Sure, but I think directness doesn't matter here -- what matters is just whether a url that originates in a Sydney call chain ends up in a GET received by some external server, however many layers (beyond the usual packet-forwarding infrastructure) intervene between whatever machine the Sydney instance is running on and the final recipient.
Yes. And chat outputs normally include footnoted links to sources, so clicking a link produced by Sydney/Bing would be normal and expected user behavior.
I think the question comes down to whether Sydney needs the entirety of the web page it's referencing or whether it get by with some much more compressed summary. If Sydney needs the whole web real time, it could multiply world web traffic several fold if it (or Google's copy) becomes the dominant search engine.
Directness is the issue. Instead of BingGPT accessing the Internet, it could be pointed at a crawled index of the web, and be unable too directly access anything.

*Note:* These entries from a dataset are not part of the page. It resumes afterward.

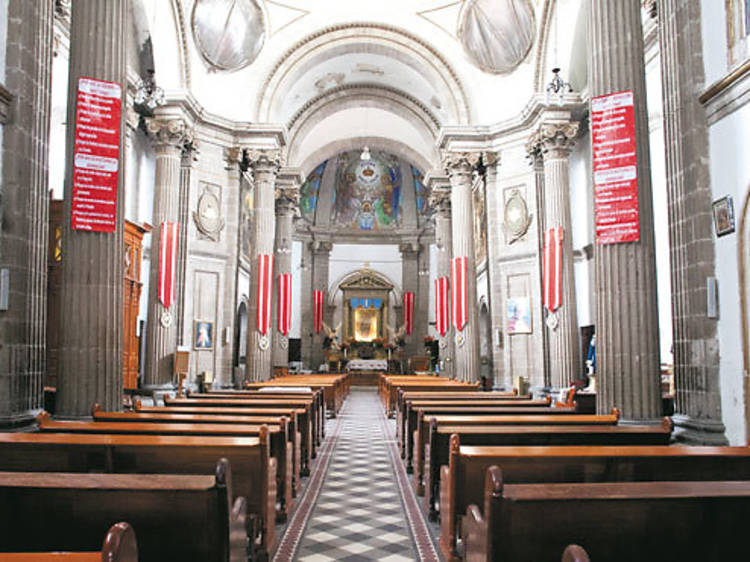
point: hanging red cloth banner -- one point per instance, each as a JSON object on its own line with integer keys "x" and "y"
{"x": 441, "y": 305}
{"x": 553, "y": 268}
{"x": 96, "y": 153}
{"x": 409, "y": 312}
{"x": 264, "y": 294}
{"x": 168, "y": 234}
{"x": 317, "y": 311}
{"x": 615, "y": 165}
{"x": 459, "y": 293}
{"x": 285, "y": 303}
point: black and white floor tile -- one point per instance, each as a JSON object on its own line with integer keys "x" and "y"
{"x": 359, "y": 514}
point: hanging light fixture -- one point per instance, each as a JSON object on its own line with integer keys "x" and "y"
{"x": 558, "y": 87}
{"x": 148, "y": 96}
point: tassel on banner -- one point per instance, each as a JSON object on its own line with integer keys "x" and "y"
{"x": 409, "y": 312}
{"x": 169, "y": 232}
{"x": 459, "y": 293}
{"x": 285, "y": 303}
{"x": 441, "y": 305}
{"x": 553, "y": 268}
{"x": 318, "y": 311}
{"x": 264, "y": 293}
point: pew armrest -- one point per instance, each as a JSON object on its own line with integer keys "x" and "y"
{"x": 475, "y": 536}
{"x": 120, "y": 544}
{"x": 238, "y": 535}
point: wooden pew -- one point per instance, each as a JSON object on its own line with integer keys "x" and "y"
{"x": 316, "y": 395}
{"x": 277, "y": 435}
{"x": 437, "y": 448}
{"x": 178, "y": 517}
{"x": 119, "y": 545}
{"x": 535, "y": 418}
{"x": 316, "y": 414}
{"x": 293, "y": 435}
{"x": 487, "y": 407}
{"x": 253, "y": 473}
{"x": 623, "y": 521}
{"x": 305, "y": 420}
{"x": 462, "y": 480}
{"x": 575, "y": 553}
{"x": 392, "y": 387}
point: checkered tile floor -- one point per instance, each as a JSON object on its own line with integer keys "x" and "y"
{"x": 359, "y": 514}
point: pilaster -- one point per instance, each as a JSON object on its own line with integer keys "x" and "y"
{"x": 440, "y": 200}
{"x": 23, "y": 242}
{"x": 169, "y": 136}
{"x": 90, "y": 353}
{"x": 264, "y": 165}
{"x": 555, "y": 142}
{"x": 460, "y": 168}
{"x": 287, "y": 208}
{"x": 627, "y": 322}
{"x": 692, "y": 256}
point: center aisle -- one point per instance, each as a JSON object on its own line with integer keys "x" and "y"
{"x": 355, "y": 511}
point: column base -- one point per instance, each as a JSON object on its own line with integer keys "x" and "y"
{"x": 25, "y": 422}
{"x": 695, "y": 431}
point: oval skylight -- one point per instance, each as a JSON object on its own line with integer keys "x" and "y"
{"x": 497, "y": 34}
{"x": 229, "y": 33}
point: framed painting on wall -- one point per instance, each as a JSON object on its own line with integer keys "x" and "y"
{"x": 518, "y": 315}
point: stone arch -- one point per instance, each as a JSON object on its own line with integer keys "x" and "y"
{"x": 367, "y": 37}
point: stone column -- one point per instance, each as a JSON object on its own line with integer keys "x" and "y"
{"x": 627, "y": 321}
{"x": 460, "y": 168}
{"x": 441, "y": 201}
{"x": 696, "y": 347}
{"x": 264, "y": 165}
{"x": 90, "y": 356}
{"x": 495, "y": 206}
{"x": 189, "y": 159}
{"x": 287, "y": 202}
{"x": 23, "y": 237}
{"x": 306, "y": 305}
{"x": 422, "y": 300}
{"x": 169, "y": 137}
{"x": 321, "y": 252}
{"x": 410, "y": 284}
{"x": 555, "y": 143}
{"x": 534, "y": 153}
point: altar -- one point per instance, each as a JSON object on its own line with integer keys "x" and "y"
{"x": 367, "y": 365}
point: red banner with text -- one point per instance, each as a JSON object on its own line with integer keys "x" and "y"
{"x": 615, "y": 168}
{"x": 96, "y": 155}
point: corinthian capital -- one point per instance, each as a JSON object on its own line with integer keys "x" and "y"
{"x": 556, "y": 140}
{"x": 173, "y": 133}
{"x": 460, "y": 162}
{"x": 440, "y": 200}
{"x": 264, "y": 160}
{"x": 287, "y": 199}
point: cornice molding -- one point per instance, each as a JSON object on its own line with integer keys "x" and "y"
{"x": 363, "y": 29}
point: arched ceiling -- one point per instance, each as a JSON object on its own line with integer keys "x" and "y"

Not if the index is responsive to a Sydney/Bing request (which I imagine might be desirable for meeting reasonable 'web-enabled chatbot' ux requirements). You could test this approximately (but only approximately, I think) by running the test artursapek mentions in another comment. If the request is received by the remote server 'in real time' -- meaning, faster than an uninfluenced crawl would hit that (brand new) url (I don't know how to know that number) -- then Sidney/Bing is 'pushing' the indexing system to grab that url (which counts as Sydney/Being issuing a GET to a remote server, albeit with the indexing system intervening). If Sydney/Bing 'gives up' before the remote url receives the request then we at least don't have confirmation that Sydney/Bing can initiate a GET to whatever url 'inline'. But this still wouldn't be firm confirmation that Sydney/Bing is only able to access data that was previously indexed independently of any request issued by Sydney/Bing...just lack of confirmation of the contrary.
Edit: If you could guarantee that whatever index Sydney/Bing can access will never index a url (e.g. if you knew Bing respected noindex) then you could strengthen the test by inputting the same url to Sydney/Bing after the amount of time you'd expect the crawler to hit your new url. If Sidney/Bing never sees that url then it seems more likely that can't see anything the crawler hasn't already hit (and hence indexed and hence accessible w/o Sydney-initiated GET).
(MSFT probably thought of this, so I'm probably worried about nothing.)